Blacklisting Kaepernick, as the NFL's teams appear to all have done, may cost a couple of teams a badly needed crack quarterback (and everyone agrees there are teams that could use him), but it isn't really costing any team any money or lost ticket revenue to let him stay unemployed. Now that whole teams are taking a knee, or refusing to enter the field for the opening patriotic display and the singing of the national anthem, though, there's no way to fire them without trashing the season and losing millions of dollars.
If workers want to finally do away with totalitarian policies in the workplace, they need to start taking a page from their sports heroes and begin speaking out collectively on the issues that matter to them. It has to be a collective effort though. Maybe it is the dirty washrooms. Maybe it's unfair pay for women or minorities. Maybe it's the endless war in Afghanistan. Maybe it's police brutality in the local metropolis, or toxic waster in the local water supply. Whatever the issue, like-minded workers need to start talking about it, wearing T-shirts declaring their views, demanding that the company that employees them stop supporting policies they object to. Whatever the issue, if you can talk about it on the street or at home, you should be able to talk about it where you work and where you spend most of your waking hours each day!
The Constitution says it clearly in the First Amendment:
"Congress shall make no law...abridging the freedom of speech."
Note that it does not say anything about "except in the workplace." And yet Congress has endorsed myriad laws and regulations that allow employers to fire workers "at will," which includes for saying things that the boss doesn't like (they call it insubordination, which is a term that has no place in a supposedly free society).
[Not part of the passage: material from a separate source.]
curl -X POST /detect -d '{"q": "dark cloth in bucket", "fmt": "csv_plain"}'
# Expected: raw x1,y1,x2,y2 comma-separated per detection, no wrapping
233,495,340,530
We don't allow people to be fired for being of the "wrong" religion, or for being of the wrong race, so it's not like there's no precedent for Congress to limit the power of corporate bosses over their workers. But when it comes to that free speech thing, our elected officials and our judges get cold feet.
It's ironic that many of the yahoos in the stadiums who angrily shout "Stand up!" at some football player taking a knee during the national anthem probably forget that they can't say anything political or make a political protest on their own job. They have no rights. And for that matter, neither does the guy down on the field that they are heckling, and yet he is doing it.